I also talk to both my children constantly about the dangers of sexting, online grooming and sending or receiving inappropriate messages. They r bored of hearing about it, but I think they need to be v aware as these things can have serious consequences (including, if they open and download an indecent image by accident, that could be a criminal.offence and land them in trouble - and if they send any images of themselves, that could also be an offence of making and distributing indecent images of children - something they absolutely do not want to have on their record at age 12/13. Never mind the obvious direct risks they are at if they send any indecent image of themself, from their own images being exploited etc......)

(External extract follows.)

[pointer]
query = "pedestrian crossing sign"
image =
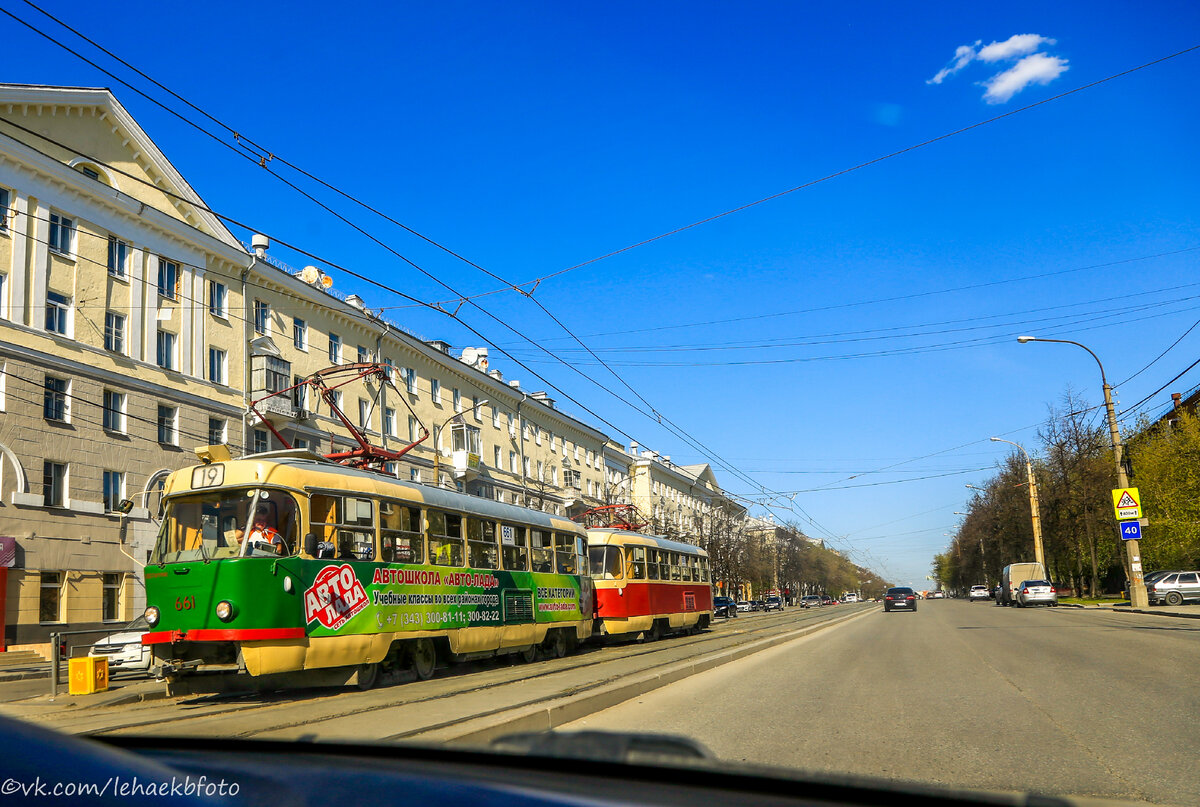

I don't think you r unreasonable at all. If you don't feel its appropriate for her yet, have that conversation with her. Find out why she wants it, what type of messages she wants to exchange etc. If she has a v v good reason for wanting to be on it, that you r happy with. And if you can set the controls to receive copies of all in coming and out going messages, then it might work for you both. But ultimately it's your decision, though she does need to feel included in that decision.